Medizinethikerin fordert Kriterien zur Auswahl von Corona-Patienten

Medizinethikerin fordert Kriterien zur Auswahl von Corona-Patienten

Berlin (epd). Die Medizinethikerin Alena Buyx hält es für möglich, dass schon bald Ärzte in deutschen Krankenhäusern Corona-Patienten nach ihrer Überlebenschance einteilen müssen.

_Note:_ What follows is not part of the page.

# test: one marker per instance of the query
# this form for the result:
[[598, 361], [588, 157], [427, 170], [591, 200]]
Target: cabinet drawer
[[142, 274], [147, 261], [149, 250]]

Diese sogenannte Triage sei möglich, wenn die Zahl schwer erkrankter, beatmungsbedürftiger Covid-19-Patienten in Deutschland ansteige und die personellen wie materiellen Ressourcen in den Kliniken nicht mehr zur Versorgung aller Patienten ausreichten, sagte die Wissenschaftlerin der Technische Universität München der Berliner "tageszeitung" (Freitag). "Es ist absolut grässlich, eine Entscheidung treffen zu müssen im Wissen, dass ich nur den einen retten kann und dass der andere deswegen stirbt. In der Krise müssen wir eine Triagierung vorschalten", sagte Buyx.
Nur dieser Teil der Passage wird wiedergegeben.